Enfin, les ménages pourraient aussi contribuer au redressement à travers une augmentation de la CSG ou une modulation de cette dernière vers les plus hauts revenus. L'élargissement de l'assiette de CSG constitue également une piste de réflexion. Quelque-soit la solution retenue, c'est une question qui doit être préalablement trancher par les citoyens: si ils consentent à payer plus pour être mieux soignés?
Du côté des dépenses, il est indispensable de sortir du cadre actuel encore trop annualisé et d’envisager un plan ONDAM pluriannuel. Il faut aussi être capable de maîtriser durablement les coûts de l’Assurance Maladie, la tache est ardue car la négociation risque de se durcir quand on sait que certains secteurs se financiarisent à grande vitesse comme c'est le cas de la biologie, de la radiologie et d'une partie encore marginale (heureusement!) des soins primaires.
Mais au-delà des aspects financiers, c’est bien la question de la réorganisation du système de santé qui se pose : repenser l’offre de soins, rationaliser les pratiques médicales, et réformer les modes de rémunération des professionnels de santé deviennent incontournables pour sortir de la crise.
Il n’existe pas de solution miracle.
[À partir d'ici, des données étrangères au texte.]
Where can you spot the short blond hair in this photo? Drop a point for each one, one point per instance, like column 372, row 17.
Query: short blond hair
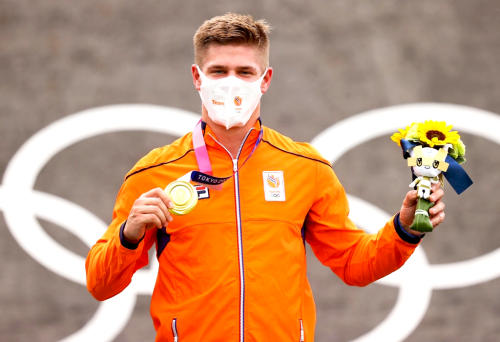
column 229, row 29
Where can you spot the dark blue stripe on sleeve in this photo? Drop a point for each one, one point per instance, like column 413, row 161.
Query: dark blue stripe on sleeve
column 127, row 244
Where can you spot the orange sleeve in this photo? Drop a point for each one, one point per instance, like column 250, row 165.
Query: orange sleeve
column 110, row 265
column 356, row 257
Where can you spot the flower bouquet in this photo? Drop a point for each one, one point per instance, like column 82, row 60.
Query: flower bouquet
column 432, row 150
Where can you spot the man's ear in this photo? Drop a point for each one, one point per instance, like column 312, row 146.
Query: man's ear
column 266, row 81
column 196, row 77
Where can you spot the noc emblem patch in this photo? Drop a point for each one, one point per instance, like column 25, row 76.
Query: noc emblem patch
column 274, row 186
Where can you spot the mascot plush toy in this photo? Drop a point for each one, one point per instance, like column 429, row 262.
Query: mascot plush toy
column 432, row 150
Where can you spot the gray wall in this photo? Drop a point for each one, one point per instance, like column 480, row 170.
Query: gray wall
column 332, row 60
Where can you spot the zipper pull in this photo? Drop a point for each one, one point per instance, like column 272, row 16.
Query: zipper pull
column 174, row 330
column 301, row 332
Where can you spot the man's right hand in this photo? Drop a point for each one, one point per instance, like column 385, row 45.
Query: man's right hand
column 149, row 211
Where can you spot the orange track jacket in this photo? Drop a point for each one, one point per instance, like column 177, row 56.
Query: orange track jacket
column 234, row 269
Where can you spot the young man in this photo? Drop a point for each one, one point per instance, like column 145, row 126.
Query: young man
column 234, row 269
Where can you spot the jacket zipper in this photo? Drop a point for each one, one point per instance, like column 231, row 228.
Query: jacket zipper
column 174, row 330
column 240, row 239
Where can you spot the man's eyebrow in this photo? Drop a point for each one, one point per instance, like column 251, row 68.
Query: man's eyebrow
column 216, row 66
column 247, row 67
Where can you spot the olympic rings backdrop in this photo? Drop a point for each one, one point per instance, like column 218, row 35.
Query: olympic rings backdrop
column 90, row 87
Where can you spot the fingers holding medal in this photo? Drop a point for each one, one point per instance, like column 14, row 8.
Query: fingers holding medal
column 183, row 196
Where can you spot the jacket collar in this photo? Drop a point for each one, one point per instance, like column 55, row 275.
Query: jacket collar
column 210, row 137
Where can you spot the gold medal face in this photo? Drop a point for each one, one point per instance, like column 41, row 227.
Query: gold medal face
column 183, row 195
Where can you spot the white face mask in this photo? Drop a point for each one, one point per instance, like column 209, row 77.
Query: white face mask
column 230, row 101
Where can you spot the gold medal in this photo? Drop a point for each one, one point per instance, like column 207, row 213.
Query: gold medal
column 183, row 195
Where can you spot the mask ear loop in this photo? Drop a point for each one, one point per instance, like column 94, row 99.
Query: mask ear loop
column 226, row 104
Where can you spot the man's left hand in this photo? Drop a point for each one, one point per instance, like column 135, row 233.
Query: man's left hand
column 436, row 213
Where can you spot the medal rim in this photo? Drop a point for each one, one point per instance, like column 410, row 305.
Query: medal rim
column 191, row 203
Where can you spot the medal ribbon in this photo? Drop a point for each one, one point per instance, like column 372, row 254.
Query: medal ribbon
column 205, row 174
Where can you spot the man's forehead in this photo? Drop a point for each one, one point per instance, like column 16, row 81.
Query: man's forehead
column 232, row 56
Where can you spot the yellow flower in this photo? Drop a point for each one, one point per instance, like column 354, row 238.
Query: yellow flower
column 396, row 137
column 409, row 133
column 437, row 133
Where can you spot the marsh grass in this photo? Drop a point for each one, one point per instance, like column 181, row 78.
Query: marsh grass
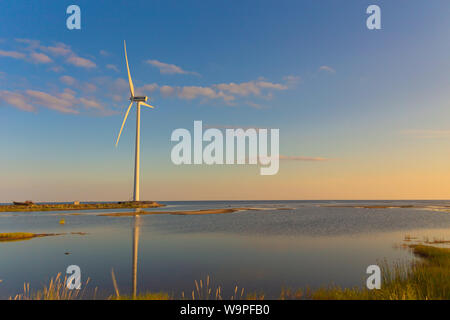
column 425, row 279
column 56, row 290
column 81, row 206
column 13, row 236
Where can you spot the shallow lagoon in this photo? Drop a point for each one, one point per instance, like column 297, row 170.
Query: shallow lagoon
column 288, row 244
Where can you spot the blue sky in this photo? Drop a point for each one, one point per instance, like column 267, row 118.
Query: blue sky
column 373, row 104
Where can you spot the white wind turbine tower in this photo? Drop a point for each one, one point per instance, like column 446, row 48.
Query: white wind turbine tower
column 139, row 101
La gestion des finances de la branche maladie nécessite de la prudence et de l’intelligence collective. Elles doivent s’appuyer davantage sur la démocratie sociale pour pouvoir justifier légitiment des choix qui seront pris et leurs conséquences sur les entreprises, les ménages et les acteurs du système de soins.
[1] Rapport sur les politiques d'exonérations de cotisations sociales : une inflexion nécessaire (2024).